A small light glowing from the stove.

I remember staring into it.

Focused completely on the only visible light in the room.

Then I heard my brother’s voice.

“I’m going to get a light bulb.”

Simple words.

Nothing extraordinary.

Yet they remained with me long after countless other memories disappeared.

THE THINGS WE DON’T REMEMBER

Years later, I learned something else about that period of my childhood.

Family members told me that while we lived in that apartment, I suffered a serious fall down a flight of stairs.

I have absolutely no memory of it.

No image.

No sound.

No recollection of the event itself.

Only the stories told by others.

It is strange how memory works.

Some moments remain vivid for a lifetime.

Others vanish completely.

Entire events disappear, leaving behind only fragments and questions.

THE QUESTIONS THAT REMAIN

Sometimes I think about that day when the lights went out.

Not because I believe something supernatural occurred.

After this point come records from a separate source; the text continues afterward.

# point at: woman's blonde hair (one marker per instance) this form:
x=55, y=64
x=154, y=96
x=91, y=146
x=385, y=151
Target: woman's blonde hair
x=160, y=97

But because the memory feels unfinished.

I remember the darkness.

I remember the stove light.

I remember my brother saying he was going to get a light bulb.

What I do not remember is what happened next.

I do not remember the lights coming back on.

I do not remember the darkness ending.

The memory simply stops.

Perhaps nothing happened.

Perhaps it was an ordinary afternoon that became magnified through the eyes of a child.

Perhaps the missing pieces were simply lost to time.

But the question remains.

Why do some memories stay with us while others disappear entirely?

THE FEAR OF THE UNKNOWN

There is something universal about darkness.

When we cannot see clearly, the mind begins filling in the gaps.

Every sound feels louder.

Every shadow appears deeper.

Every uncertainty seems more important than it really is.

Perhaps that is why so many mysteries begin in the dark.

Not because something extraordinary happened.

But because the unknown leaves room for imagination.

Years later, I cannot tell you exactly why the lights went out in that basement apartment.

I cannot tell you how long the darkness lasted.

I cannot explain why some memories survived while others vanished.

But I still remember the alley window.

The strangers walking past.

The rats moving through the shadows.

The silence.

The uncertainty.

And a small stove light glowing in the darkness.

Sometimes the mysteries that stay with us the longest are not the ones we can explain.

They are the ones we never fully remember.